En la etapa que se abre en 2014, la Nueva Mayoría se proyecta como coalición de gobierno, y la presidenta electa ha colocado desde ya en la agenda los temas prioritarios de la reforma educativa, la reforma tributaria y la reforma constitucional. En la elección misma, numerosos votantes inscribieron al margen de su voto la sigla: AC, para marcar el reclamo de una Asamblea Constituyente que no deje en la Carta Magna ningún vestigio del pinochetismo. Estarán presentes también los reclamos de las poblaciones mapuches, ampliamente movilizadas contra las políticas del gobierno de Piñera en relación con el medio ambiente. Así lo destacó el presidente del Partido Comunista, Guillermo Tellier, al señalar que lo fundamental en esta hora es el cumplimiento del programa, que apunta a hacer reformas profundas (y que) todos los partidos hemos acordado cumplirlo . Subrayó asimismo el papel de la unidad: El éxito del programa dependerá de cómo actuemos en unidad.
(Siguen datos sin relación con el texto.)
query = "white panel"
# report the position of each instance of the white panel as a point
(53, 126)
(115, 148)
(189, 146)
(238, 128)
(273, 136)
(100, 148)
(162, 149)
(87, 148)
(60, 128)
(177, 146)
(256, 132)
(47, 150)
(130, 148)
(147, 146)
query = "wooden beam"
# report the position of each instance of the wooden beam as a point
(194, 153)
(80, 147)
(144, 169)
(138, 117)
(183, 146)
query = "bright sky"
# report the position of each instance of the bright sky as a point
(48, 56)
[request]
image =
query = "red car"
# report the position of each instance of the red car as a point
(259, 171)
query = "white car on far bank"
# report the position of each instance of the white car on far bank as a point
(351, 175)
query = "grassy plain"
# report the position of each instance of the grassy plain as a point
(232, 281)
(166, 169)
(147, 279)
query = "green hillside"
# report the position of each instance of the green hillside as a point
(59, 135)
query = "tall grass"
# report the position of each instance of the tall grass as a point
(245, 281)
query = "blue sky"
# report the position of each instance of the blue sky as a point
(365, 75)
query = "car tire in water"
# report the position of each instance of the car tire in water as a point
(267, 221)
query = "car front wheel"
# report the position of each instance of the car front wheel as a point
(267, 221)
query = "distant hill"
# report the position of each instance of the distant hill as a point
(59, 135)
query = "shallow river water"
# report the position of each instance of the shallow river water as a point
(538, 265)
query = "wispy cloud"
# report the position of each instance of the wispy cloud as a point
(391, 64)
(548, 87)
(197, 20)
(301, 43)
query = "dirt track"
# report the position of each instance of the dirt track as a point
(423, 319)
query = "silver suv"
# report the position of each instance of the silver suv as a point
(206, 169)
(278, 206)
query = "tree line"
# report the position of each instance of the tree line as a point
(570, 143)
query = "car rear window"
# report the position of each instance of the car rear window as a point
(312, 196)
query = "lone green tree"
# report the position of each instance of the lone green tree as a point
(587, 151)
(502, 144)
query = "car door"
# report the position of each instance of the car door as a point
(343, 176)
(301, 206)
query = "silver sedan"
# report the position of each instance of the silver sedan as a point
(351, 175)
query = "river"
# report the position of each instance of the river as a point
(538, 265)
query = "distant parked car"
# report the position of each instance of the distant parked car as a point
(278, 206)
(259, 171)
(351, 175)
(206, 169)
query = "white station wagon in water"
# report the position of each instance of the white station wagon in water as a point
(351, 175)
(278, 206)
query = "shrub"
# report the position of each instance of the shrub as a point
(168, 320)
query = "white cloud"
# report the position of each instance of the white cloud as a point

Michelle Bachelet dirigió un sentido mensaje a la ciudadanía tras conocerse el resultado comicial, en el que recordó la figura de  su padre, el general Alberto Bachelet, un militar fiel a su investidura asesinado al comienzo de la dictadura de Augusto Pinochet. Expresó: Están las condiciones económicas, sociales y políticas, ahora es el momento. Tenemos la fuerza ciudadana, tenemos la voluntad y la unidad. Es tiempo de combatir la desigualdad juntos, es tiempo de volver a creer en nosotros mismos.

No había mejor manera de despedir este año que el resultado de la elección chilena para su país y para toda América Latina, que mira hoy a Chile con renovadas esperanzas.